ニュー・シネマ・パラダイスのGONのレビュー・感想・評価

4.0
【2021/4/29 再鑑賞】
なぜか泣いた

【2020/11/8 初鑑賞】
“映画館=パラダイス”

映画全盛期から何十年もたった現在、映画という娯楽は死んだのか?


この作品には2つの見方がある。
1つは”家族や恋愛、映画への愛を描いたヒューマンドラマ”。
もう1つは”映画産業消滅への警告”だ。

まず1つ目のヒューマンドラマについて。
正直、この映画は別に完成度が高いわけじゃない。てか、途中まで退屈感さえ覚えるほど。
でもその退屈さを覆す感動のラストシーンとエンニオ・モリコーネの音楽が、この作品を映画史上屈指の大名作に押し上げたんだと思う。
ただあのラストシーン、僕も感動はしたけど解釈の仕方がイマイチわからん… てことで色々解説サイトでググってみた。

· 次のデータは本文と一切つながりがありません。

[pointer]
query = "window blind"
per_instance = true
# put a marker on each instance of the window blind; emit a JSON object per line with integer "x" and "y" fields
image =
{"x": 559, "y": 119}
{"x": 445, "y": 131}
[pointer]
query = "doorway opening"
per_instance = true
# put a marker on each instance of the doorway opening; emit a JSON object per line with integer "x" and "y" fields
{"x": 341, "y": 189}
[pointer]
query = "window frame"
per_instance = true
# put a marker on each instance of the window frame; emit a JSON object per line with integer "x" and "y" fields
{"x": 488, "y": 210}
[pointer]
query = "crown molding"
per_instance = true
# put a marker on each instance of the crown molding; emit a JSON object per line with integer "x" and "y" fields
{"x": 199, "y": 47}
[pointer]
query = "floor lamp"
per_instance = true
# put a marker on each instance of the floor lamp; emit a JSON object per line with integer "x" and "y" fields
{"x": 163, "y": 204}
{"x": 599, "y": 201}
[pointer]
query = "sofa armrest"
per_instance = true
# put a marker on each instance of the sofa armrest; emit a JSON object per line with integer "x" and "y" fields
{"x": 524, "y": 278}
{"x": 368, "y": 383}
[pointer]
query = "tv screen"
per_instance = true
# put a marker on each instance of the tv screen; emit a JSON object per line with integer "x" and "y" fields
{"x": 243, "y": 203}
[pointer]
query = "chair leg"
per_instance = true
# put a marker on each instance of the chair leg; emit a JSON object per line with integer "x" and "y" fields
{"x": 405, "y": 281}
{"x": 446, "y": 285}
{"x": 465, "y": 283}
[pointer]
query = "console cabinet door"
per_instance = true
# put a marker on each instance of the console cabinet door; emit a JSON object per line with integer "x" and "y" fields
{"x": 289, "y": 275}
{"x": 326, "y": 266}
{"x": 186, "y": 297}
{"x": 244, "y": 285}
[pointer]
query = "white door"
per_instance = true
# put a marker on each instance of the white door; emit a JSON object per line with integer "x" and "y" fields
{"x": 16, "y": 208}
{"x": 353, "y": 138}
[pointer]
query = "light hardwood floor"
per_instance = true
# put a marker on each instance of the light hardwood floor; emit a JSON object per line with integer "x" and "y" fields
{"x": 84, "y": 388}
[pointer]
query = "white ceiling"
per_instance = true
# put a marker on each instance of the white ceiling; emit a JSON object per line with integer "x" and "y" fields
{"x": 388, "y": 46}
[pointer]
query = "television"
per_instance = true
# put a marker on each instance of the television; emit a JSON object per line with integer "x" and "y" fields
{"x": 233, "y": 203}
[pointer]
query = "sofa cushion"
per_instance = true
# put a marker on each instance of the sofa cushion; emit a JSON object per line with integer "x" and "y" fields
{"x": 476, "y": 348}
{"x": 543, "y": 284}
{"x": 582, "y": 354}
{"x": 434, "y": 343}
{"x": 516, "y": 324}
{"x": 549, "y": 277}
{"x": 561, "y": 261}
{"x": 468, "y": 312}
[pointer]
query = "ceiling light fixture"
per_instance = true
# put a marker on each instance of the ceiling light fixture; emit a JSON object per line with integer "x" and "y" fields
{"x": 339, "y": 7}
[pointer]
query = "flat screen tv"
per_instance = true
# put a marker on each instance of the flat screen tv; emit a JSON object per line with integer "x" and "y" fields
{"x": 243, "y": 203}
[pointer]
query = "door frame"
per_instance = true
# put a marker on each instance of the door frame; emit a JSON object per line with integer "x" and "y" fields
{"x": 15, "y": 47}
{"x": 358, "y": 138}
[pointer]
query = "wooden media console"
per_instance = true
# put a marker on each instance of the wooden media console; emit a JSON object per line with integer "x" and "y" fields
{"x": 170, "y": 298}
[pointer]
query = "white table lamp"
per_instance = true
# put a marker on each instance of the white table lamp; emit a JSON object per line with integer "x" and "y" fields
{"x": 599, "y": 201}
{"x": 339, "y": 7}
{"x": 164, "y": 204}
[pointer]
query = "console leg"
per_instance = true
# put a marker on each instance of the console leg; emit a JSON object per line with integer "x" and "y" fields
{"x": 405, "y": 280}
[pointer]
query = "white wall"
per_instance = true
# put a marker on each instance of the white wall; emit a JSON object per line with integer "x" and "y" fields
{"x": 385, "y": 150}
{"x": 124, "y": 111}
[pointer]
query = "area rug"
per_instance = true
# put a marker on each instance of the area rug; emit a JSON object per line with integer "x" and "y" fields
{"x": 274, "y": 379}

簡単に言うとどうやら、あのキスシーンフィルムはアルフレードとトトの友情を意味するものがあったらしい。
アルフレードが幼少期のトトと交わした、「このキスシーンのフィルムは君にあげるけど管理は俺がする」という約束。その約束をアルフレードは覚えていたらしく、どうやらあの時嘘をついてトトを映写室から追い出したのではなく、そのフィルムを自分の死期の予感から管理しきれなくなると思い、トトの母親へフィルムを託したのだとか(トトはそのフィルムを見てどう解釈したのかは知らないけど)。
他にも違う考察が山ほどあったので、多分あのシーンの解釈は個人個人の想像に任せてるんだと思う。


そして2つ目、映画産業の衰退。
昔は 映画鑑賞=Let's go映画館
今は 映画鑑賞=VOD

娯楽っていうのは時代と共に常に変わっていくものだけど、この状況はどうなんだろう?
もちろんVODはPC、スマホ、テレビをつければソッコーで映画を観れる便利なサービスだけど、それに応じて各地の映画館が潰れる→映画産業の衰退に繋がってる気がする。
この作品に出てくる映画館は連日満席で、客が外にも溢れかえるくらいの大繁盛だったけど、今はもうそんな状況はほぼ見られなくなってる。都会でも洋画のシリーズ超大作とか邦画アニメじゃないと満席にならない状況。これって個人的にまずいのではないかと…
映画館には家にある設備じゃ作り出せないスクリーンの大きさ、音響設備、そして独特の空気がある。あれには何にも代えがたい特別な体験ができると思ってる。
映画館のみならず、映画というひとつの娯楽の価値観について深く考えさせられる作品だった。

とりあえず鬼滅好きのキッズ達、劇場版が公開されてる今こそ映画館の素晴らしさを味わってくれ!